History of the word: "asidely" to mean: "indirectly"

Discussion in 'Etymology, History of languages and Linguistics (EHL)' started by Unoverwordinesslogged, Nov 6, 2013.

  1. Unoverwordinesslogged Senior Member

    English - Britain
    First post folks.

    Mewonders if anyone has ever come by the word "asidely" and its use to mean: "indirectly"?

    Happened upon it at e t y m o l i n e. Other than the aforesaid, there weirdishly seems to be nothing else about the word "asidely" on the net. I am keen on digging up examples, and thoughts on its usage and background.

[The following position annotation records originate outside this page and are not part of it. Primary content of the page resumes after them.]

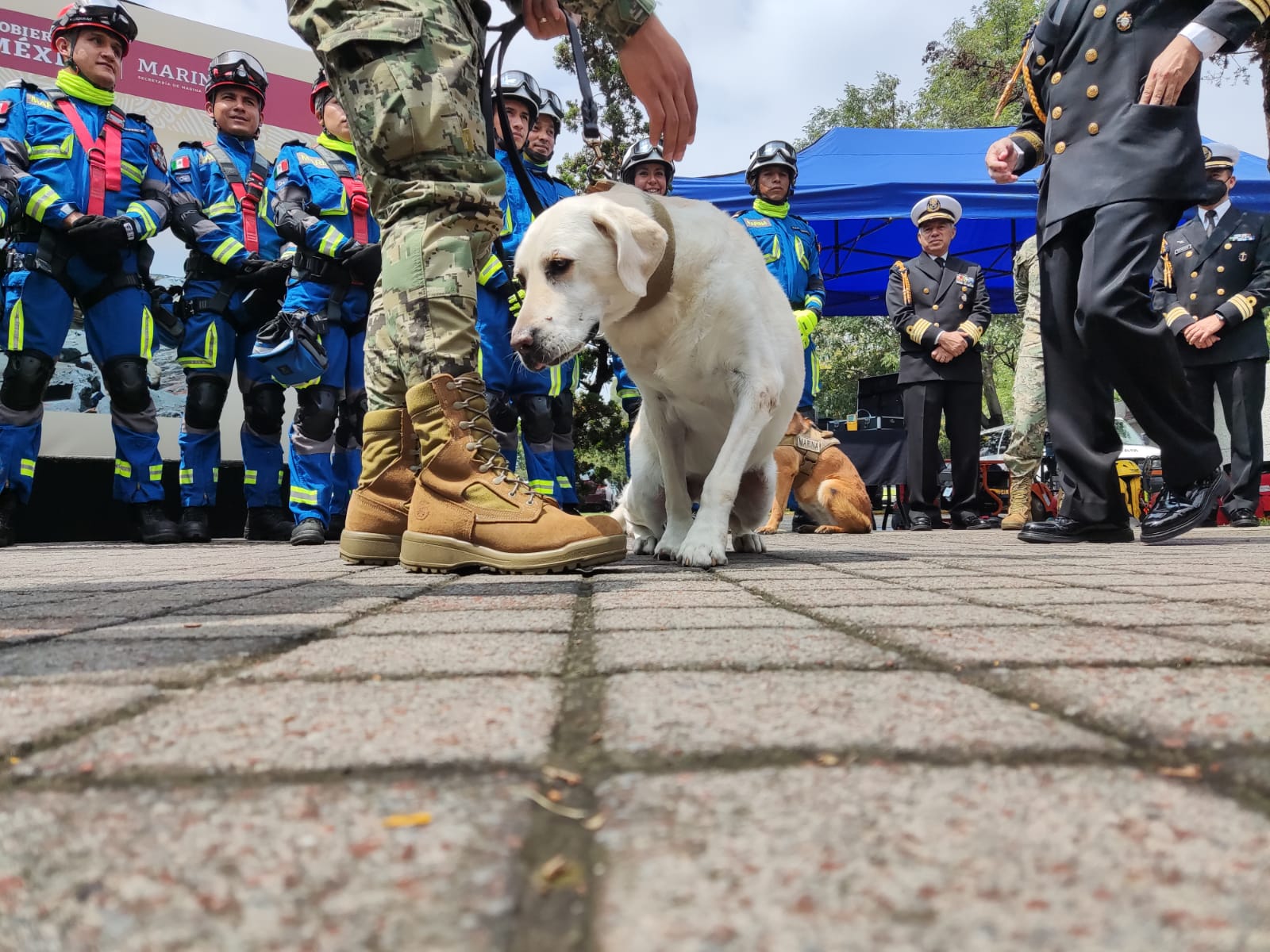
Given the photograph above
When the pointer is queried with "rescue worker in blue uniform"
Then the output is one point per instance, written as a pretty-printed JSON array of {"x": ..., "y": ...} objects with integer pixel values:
[
  {"x": 516, "y": 395},
  {"x": 319, "y": 202},
  {"x": 92, "y": 190},
  {"x": 793, "y": 255},
  {"x": 562, "y": 382},
  {"x": 647, "y": 168},
  {"x": 233, "y": 285}
]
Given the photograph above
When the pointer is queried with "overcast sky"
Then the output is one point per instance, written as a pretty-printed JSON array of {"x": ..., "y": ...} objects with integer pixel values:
[{"x": 764, "y": 67}]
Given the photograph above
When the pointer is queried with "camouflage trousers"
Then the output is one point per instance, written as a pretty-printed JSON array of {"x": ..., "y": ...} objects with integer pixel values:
[
  {"x": 408, "y": 75},
  {"x": 1028, "y": 441}
]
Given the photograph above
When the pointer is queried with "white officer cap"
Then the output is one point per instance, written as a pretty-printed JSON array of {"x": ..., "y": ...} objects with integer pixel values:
[
  {"x": 1221, "y": 155},
  {"x": 937, "y": 207}
]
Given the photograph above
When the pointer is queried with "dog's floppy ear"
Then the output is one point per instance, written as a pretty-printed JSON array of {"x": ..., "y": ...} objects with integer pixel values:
[{"x": 641, "y": 243}]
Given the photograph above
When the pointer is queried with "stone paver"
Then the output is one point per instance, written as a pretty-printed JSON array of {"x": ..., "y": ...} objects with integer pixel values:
[
  {"x": 33, "y": 712},
  {"x": 992, "y": 858},
  {"x": 298, "y": 727},
  {"x": 1206, "y": 706},
  {"x": 899, "y": 742},
  {"x": 414, "y": 655},
  {"x": 710, "y": 712},
  {"x": 281, "y": 869}
]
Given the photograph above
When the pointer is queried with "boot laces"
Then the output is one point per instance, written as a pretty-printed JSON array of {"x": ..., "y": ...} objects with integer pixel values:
[{"x": 484, "y": 446}]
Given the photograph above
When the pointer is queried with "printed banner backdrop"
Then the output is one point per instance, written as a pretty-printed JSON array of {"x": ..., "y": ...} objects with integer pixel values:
[{"x": 163, "y": 80}]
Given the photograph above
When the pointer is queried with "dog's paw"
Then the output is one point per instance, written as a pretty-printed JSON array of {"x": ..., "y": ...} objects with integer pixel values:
[{"x": 702, "y": 551}]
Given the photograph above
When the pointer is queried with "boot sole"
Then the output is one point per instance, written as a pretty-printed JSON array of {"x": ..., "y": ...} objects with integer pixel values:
[
  {"x": 368, "y": 549},
  {"x": 440, "y": 554}
]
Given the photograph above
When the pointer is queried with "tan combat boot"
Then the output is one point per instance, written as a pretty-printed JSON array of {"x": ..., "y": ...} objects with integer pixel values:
[
  {"x": 470, "y": 511},
  {"x": 380, "y": 507},
  {"x": 1020, "y": 505}
]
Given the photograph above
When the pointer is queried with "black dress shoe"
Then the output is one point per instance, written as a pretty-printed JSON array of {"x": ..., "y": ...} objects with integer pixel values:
[
  {"x": 1245, "y": 520},
  {"x": 1064, "y": 530},
  {"x": 1181, "y": 511}
]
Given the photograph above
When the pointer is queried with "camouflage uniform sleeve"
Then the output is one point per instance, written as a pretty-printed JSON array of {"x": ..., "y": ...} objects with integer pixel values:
[{"x": 618, "y": 19}]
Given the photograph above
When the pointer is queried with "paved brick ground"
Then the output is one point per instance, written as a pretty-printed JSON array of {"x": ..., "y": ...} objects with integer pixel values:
[{"x": 903, "y": 742}]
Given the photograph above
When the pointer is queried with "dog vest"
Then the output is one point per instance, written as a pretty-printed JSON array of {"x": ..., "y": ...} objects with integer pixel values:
[{"x": 810, "y": 447}]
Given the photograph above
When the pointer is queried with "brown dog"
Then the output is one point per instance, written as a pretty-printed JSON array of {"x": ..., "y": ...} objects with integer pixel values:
[{"x": 825, "y": 482}]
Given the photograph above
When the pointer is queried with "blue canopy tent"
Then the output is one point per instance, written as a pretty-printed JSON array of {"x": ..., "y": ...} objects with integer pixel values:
[{"x": 856, "y": 187}]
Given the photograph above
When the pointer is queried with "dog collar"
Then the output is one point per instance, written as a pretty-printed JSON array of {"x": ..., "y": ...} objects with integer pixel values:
[{"x": 660, "y": 285}]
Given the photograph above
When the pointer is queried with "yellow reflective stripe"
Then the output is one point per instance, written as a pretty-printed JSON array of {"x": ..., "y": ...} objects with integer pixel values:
[
  {"x": 41, "y": 202},
  {"x": 148, "y": 334},
  {"x": 226, "y": 251},
  {"x": 492, "y": 268},
  {"x": 52, "y": 150},
  {"x": 143, "y": 211},
  {"x": 228, "y": 206},
  {"x": 332, "y": 241},
  {"x": 17, "y": 327}
]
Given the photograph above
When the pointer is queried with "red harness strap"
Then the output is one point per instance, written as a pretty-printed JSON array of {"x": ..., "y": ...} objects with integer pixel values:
[{"x": 105, "y": 154}]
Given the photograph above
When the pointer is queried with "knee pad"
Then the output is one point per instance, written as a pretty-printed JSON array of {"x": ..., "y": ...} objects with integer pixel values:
[
  {"x": 126, "y": 384},
  {"x": 205, "y": 397},
  {"x": 25, "y": 380},
  {"x": 352, "y": 413},
  {"x": 535, "y": 416},
  {"x": 562, "y": 416},
  {"x": 319, "y": 408},
  {"x": 264, "y": 408},
  {"x": 502, "y": 414}
]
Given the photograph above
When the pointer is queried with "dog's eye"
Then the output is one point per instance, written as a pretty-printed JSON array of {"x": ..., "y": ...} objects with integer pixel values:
[{"x": 558, "y": 267}]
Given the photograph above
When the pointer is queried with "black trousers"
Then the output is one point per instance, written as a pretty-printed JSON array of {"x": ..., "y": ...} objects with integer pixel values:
[
  {"x": 1241, "y": 386},
  {"x": 1102, "y": 336},
  {"x": 960, "y": 404}
]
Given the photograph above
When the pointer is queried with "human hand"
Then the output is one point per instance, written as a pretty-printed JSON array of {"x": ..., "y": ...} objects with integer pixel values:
[
  {"x": 544, "y": 19},
  {"x": 1170, "y": 73},
  {"x": 1001, "y": 159},
  {"x": 660, "y": 78}
]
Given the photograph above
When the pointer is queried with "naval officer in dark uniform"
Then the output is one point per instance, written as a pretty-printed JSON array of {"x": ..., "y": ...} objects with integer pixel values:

    Methinks it works somewhat for (indirectly)... "as ever, the unforthrightmost of them unsurprisingly answered ever so asidely" ?
     
    Last edited: Nov 6, 2013
  2. berndf Moderator

    Geneva
    German (Germany)
    Etymonline says "Middle English had asidely "on the side, indirectly" (early 15c.)", i.e. the word existed in this meaning 600 years ago. I found nothing in the MED, the Middle English dictionary. I would therefore take the Etymonline claim with a bit of salt. Will check with the OED tomorrow; were I am today I have no access.
     
  3. CapnPrep Senior Member

    France
    AmE
    It's under asīdelī.
    I can do it. The entry is very short:
    The "rare—1" means that the cited example is the only attestation the editors have found.
     
    Last edited: Nov 6, 2013
  4. berndf Moderator

    Geneva
    German (Germany)
    Ah! Thank you. The same one and only attestation in MED and OED. One wonders how seriously this should be taken.:)
     
  5. CapnPrep Senior Member

    France
    AmE
    It could be worse: "rare—0" :D

    It is certainly unusual to add -ly to an adverb. I wonder if there are any other examples.